Berlusconi, condanna confermata
Tempo di lettura: 2 minutiPesante condanna per Silvio Berlusconi nell’appello per il reato di frode fiscale connessa alla compravendita di taluni diritti televisivi di Mediaset: quattro anni di reclusione e oltre cinque di interdizione ai pubblici uffici. Confermata, quindi, la sentenza di primo grado. La prescrizione del reato è prevista per il luglio del prossimo anno, dunque l’unica possibilità che resta al Cavaliere è l’annullamento della sentenza in Cassazione. Una sentenza anomala, come d’altronde accaduto in primo grado, in quanto è stato assolto il presidente di Mediaset Fedele Confalonieri: come se in un omicidio su commissione fosse condannato il mandante e non il sicario.
Pesante anche la pena accessoria dell’interdizione dai pubblici uffici, che farebbe decadere Berlusconi dal Parlamento e ne impedirebbe una nuova candidatura. Insomma, se la sentenza venisse confermata cambierà il quadro politico dell’Italia, dal momento che il centrodestra dovrebbe assumere una nuova fisionomia. Se si fa uno screening degli attuali esponenti di questo schieramento politico non c’è molto da stare allegri. È una considerazione che gli avversari politici di Silvio Berlusconi evidentemente evitano, immaginando che l’uscita di scena del Cavaliere li porterebbe automaticamente al governo per i prossimi venti anni. Ma è solo una illusione (non eccessivamente pia).
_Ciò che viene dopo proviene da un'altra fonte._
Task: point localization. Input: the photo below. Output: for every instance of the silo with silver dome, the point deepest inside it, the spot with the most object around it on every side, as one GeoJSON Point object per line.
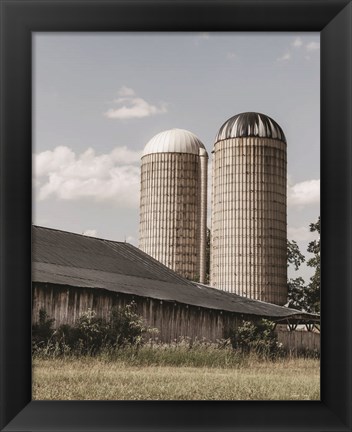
{"type": "Point", "coordinates": [249, 223]}
{"type": "Point", "coordinates": [173, 202]}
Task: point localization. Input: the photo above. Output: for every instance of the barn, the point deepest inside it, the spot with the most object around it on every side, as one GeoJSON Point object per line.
{"type": "Point", "coordinates": [72, 272]}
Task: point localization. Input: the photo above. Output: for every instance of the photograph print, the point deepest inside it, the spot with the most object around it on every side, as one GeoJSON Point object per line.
{"type": "Point", "coordinates": [176, 216]}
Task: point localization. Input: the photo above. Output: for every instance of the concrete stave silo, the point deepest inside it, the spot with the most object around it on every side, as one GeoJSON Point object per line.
{"type": "Point", "coordinates": [249, 222]}
{"type": "Point", "coordinates": [173, 203]}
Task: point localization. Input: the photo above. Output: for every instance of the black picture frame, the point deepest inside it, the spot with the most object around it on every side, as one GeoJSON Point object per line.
{"type": "Point", "coordinates": [22, 17]}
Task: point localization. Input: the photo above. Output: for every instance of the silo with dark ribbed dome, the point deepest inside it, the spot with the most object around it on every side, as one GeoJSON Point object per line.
{"type": "Point", "coordinates": [173, 202]}
{"type": "Point", "coordinates": [249, 223]}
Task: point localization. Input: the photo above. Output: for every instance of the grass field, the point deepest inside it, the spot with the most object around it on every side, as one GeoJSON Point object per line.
{"type": "Point", "coordinates": [97, 378]}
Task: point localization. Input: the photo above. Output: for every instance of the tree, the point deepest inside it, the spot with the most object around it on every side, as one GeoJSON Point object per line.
{"type": "Point", "coordinates": [301, 296]}
{"type": "Point", "coordinates": [313, 288]}
{"type": "Point", "coordinates": [295, 287]}
{"type": "Point", "coordinates": [294, 255]}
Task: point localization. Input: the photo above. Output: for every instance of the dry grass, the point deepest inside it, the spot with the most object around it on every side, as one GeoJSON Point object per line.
{"type": "Point", "coordinates": [98, 379]}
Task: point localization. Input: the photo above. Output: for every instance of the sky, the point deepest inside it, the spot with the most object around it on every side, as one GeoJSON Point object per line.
{"type": "Point", "coordinates": [98, 98]}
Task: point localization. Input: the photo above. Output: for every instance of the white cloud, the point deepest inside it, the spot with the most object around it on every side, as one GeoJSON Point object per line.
{"type": "Point", "coordinates": [110, 177]}
{"type": "Point", "coordinates": [131, 106]}
{"type": "Point", "coordinates": [126, 91]}
{"type": "Point", "coordinates": [313, 46]}
{"type": "Point", "coordinates": [304, 193]}
{"type": "Point", "coordinates": [231, 56]}
{"type": "Point", "coordinates": [132, 240]}
{"type": "Point", "coordinates": [297, 43]}
{"type": "Point", "coordinates": [301, 234]}
{"type": "Point", "coordinates": [201, 37]}
{"type": "Point", "coordinates": [90, 233]}
{"type": "Point", "coordinates": [286, 57]}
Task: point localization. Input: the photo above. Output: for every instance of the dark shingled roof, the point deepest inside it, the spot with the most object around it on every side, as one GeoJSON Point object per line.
{"type": "Point", "coordinates": [65, 258]}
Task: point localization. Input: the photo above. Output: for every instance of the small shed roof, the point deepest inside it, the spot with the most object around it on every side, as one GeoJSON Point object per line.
{"type": "Point", "coordinates": [66, 258]}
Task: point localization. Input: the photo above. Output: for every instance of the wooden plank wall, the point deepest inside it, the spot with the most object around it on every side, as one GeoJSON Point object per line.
{"type": "Point", "coordinates": [173, 320]}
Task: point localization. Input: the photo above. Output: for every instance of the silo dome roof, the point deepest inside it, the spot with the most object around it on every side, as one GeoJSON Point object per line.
{"type": "Point", "coordinates": [250, 124]}
{"type": "Point", "coordinates": [173, 141]}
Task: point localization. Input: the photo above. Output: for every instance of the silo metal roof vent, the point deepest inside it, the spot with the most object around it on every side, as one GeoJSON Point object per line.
{"type": "Point", "coordinates": [250, 124]}
{"type": "Point", "coordinates": [173, 141]}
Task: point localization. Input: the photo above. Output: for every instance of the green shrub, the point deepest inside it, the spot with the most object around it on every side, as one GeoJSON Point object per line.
{"type": "Point", "coordinates": [90, 334]}
{"type": "Point", "coordinates": [42, 331]}
{"type": "Point", "coordinates": [258, 337]}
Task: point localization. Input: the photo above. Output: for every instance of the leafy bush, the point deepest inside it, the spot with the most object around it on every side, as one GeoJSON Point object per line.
{"type": "Point", "coordinates": [90, 334]}
{"type": "Point", "coordinates": [257, 337]}
{"type": "Point", "coordinates": [43, 330]}
{"type": "Point", "coordinates": [126, 327]}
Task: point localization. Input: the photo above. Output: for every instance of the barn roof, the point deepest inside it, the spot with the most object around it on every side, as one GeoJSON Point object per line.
{"type": "Point", "coordinates": [66, 258]}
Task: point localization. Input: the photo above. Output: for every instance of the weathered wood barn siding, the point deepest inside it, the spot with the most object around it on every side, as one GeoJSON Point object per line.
{"type": "Point", "coordinates": [172, 319]}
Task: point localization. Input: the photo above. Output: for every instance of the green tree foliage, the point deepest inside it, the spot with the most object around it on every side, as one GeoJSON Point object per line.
{"type": "Point", "coordinates": [300, 295]}
{"type": "Point", "coordinates": [90, 334]}
{"type": "Point", "coordinates": [294, 255]}
{"type": "Point", "coordinates": [207, 258]}
{"type": "Point", "coordinates": [313, 288]}
{"type": "Point", "coordinates": [257, 337]}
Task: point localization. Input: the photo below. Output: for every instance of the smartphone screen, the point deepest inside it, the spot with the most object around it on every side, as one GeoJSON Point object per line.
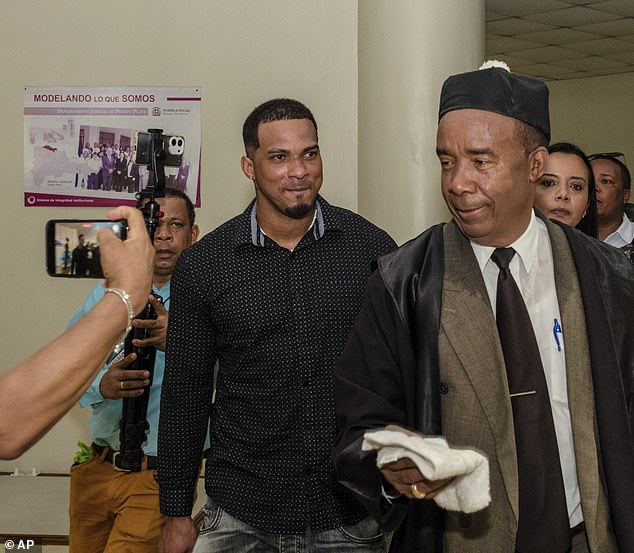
{"type": "Point", "coordinates": [71, 246]}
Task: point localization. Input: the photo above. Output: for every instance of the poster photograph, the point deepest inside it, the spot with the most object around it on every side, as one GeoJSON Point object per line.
{"type": "Point", "coordinates": [79, 143]}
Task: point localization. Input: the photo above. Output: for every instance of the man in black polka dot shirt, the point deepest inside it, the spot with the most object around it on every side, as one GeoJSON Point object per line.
{"type": "Point", "coordinates": [270, 294]}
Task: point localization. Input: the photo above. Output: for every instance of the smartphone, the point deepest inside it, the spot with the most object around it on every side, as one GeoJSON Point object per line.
{"type": "Point", "coordinates": [173, 148]}
{"type": "Point", "coordinates": [72, 250]}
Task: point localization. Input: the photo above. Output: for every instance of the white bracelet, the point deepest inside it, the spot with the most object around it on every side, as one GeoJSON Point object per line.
{"type": "Point", "coordinates": [125, 298]}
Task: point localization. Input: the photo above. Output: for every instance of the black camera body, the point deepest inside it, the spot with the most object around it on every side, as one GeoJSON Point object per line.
{"type": "Point", "coordinates": [152, 143]}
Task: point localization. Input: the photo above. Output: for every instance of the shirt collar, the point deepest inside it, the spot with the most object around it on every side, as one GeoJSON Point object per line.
{"type": "Point", "coordinates": [249, 232]}
{"type": "Point", "coordinates": [525, 246]}
{"type": "Point", "coordinates": [625, 230]}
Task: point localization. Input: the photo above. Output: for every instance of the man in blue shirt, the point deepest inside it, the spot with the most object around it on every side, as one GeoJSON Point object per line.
{"type": "Point", "coordinates": [110, 509]}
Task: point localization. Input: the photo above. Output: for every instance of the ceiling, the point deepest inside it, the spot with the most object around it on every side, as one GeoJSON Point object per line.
{"type": "Point", "coordinates": [562, 39]}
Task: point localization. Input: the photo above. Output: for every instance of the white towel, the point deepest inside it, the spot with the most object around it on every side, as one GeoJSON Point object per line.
{"type": "Point", "coordinates": [469, 492]}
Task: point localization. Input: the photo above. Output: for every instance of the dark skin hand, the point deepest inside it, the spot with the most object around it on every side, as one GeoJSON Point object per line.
{"type": "Point", "coordinates": [118, 381]}
{"type": "Point", "coordinates": [157, 327]}
{"type": "Point", "coordinates": [402, 474]}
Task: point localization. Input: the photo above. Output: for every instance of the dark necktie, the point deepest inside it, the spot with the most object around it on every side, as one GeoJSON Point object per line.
{"type": "Point", "coordinates": [543, 521]}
Forse una riflessione ulteriore favorirebbe una maggiore lucidità.
Comunque, al di là di quanto accadrebbe nel centrodestra con l’uscita di scena del padre fondatore, se la condanna venisse confermata il rischio di un abbreviamento dell’attuale governo è altissimo. La tregua raggiunta con le attuali larghe intese sarebbe così di breve durata e ricomincerebbe quella guerra civile che da circa vent’anni imperversa in Italia (da tangentopoli ormai) e che ha messo l’Italia in ginocchio. Ad oggi Berlusconi è cauto, spiega di non voler far cadere il governo e confida nella Cassazione. Per il momento, dunque, la pacificazione tiene.
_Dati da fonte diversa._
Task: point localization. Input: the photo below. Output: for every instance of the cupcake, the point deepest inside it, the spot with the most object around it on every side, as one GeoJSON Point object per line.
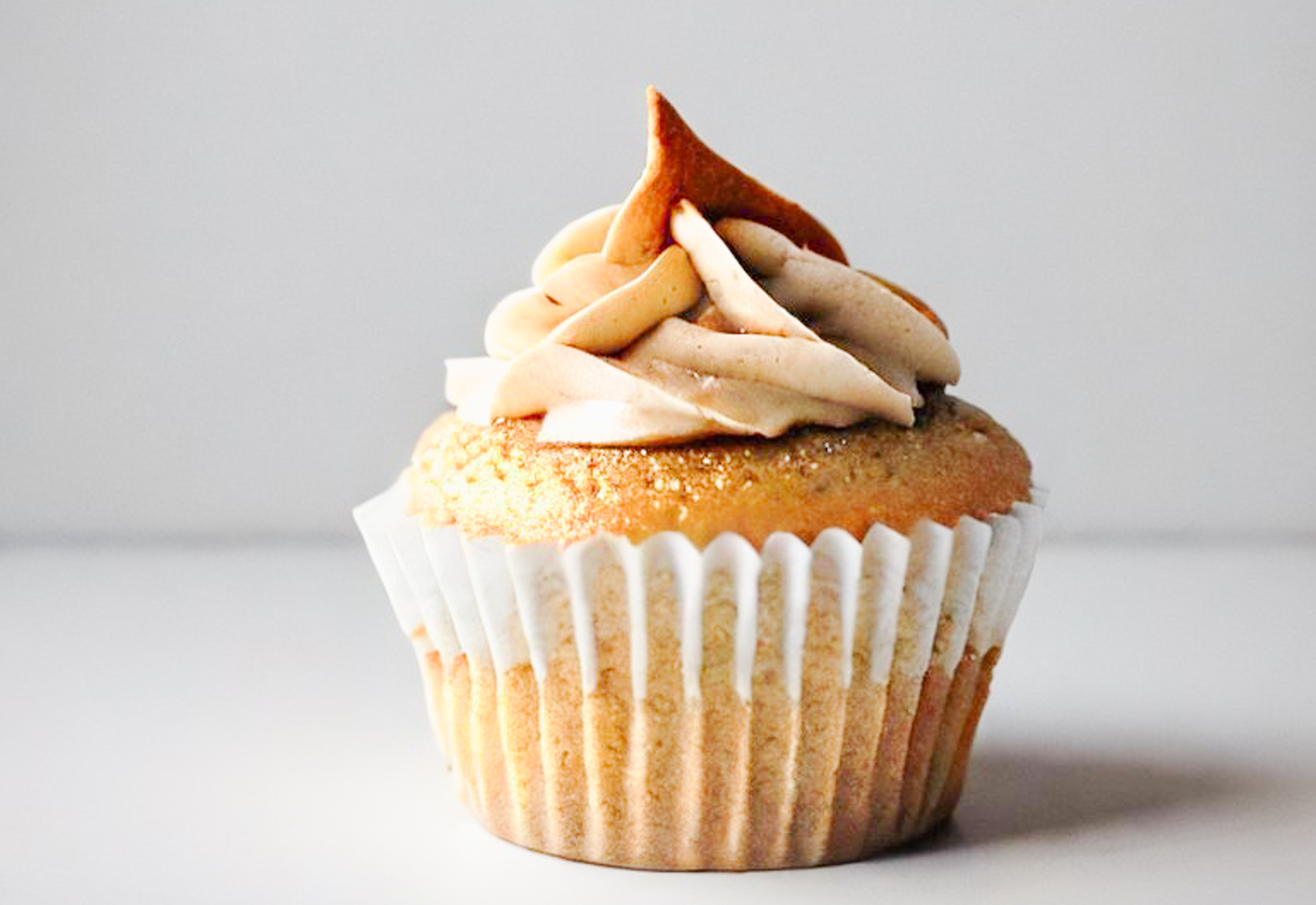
{"type": "Point", "coordinates": [706, 570]}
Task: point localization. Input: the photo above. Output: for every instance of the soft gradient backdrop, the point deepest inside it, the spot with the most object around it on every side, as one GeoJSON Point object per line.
{"type": "Point", "coordinates": [238, 240]}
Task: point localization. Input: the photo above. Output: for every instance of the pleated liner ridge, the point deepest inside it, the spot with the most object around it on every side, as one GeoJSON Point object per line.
{"type": "Point", "coordinates": [664, 707]}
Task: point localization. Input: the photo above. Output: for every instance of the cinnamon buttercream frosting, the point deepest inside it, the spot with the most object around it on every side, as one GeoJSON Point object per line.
{"type": "Point", "coordinates": [704, 304]}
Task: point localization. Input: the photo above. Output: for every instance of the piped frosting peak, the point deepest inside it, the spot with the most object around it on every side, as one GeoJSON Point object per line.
{"type": "Point", "coordinates": [704, 304]}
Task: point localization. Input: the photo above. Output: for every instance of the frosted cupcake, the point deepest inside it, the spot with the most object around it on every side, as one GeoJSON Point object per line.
{"type": "Point", "coordinates": [707, 571]}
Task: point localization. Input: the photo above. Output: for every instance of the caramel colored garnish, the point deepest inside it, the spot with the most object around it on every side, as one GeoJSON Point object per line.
{"type": "Point", "coordinates": [680, 166]}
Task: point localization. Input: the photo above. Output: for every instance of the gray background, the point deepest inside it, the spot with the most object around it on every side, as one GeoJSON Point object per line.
{"type": "Point", "coordinates": [238, 240]}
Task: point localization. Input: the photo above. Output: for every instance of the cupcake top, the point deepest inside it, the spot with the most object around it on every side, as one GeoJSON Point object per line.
{"type": "Point", "coordinates": [702, 360]}
{"type": "Point", "coordinates": [703, 306]}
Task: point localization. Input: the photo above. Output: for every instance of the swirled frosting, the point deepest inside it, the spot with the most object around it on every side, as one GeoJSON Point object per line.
{"type": "Point", "coordinates": [704, 304]}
Nello stesso giorno è stato rinviato a giudizio Formigoni per le vicende legate alla Maugeri e al San Raffaele: i magistrati accusano l’ex governatore lombardo di aver favorito queste strutture in cambio di favori attraverso la mediazione di Daccò (ancora in carcere). È una querelle controversa, della quale è difficile immaginare la conclusione.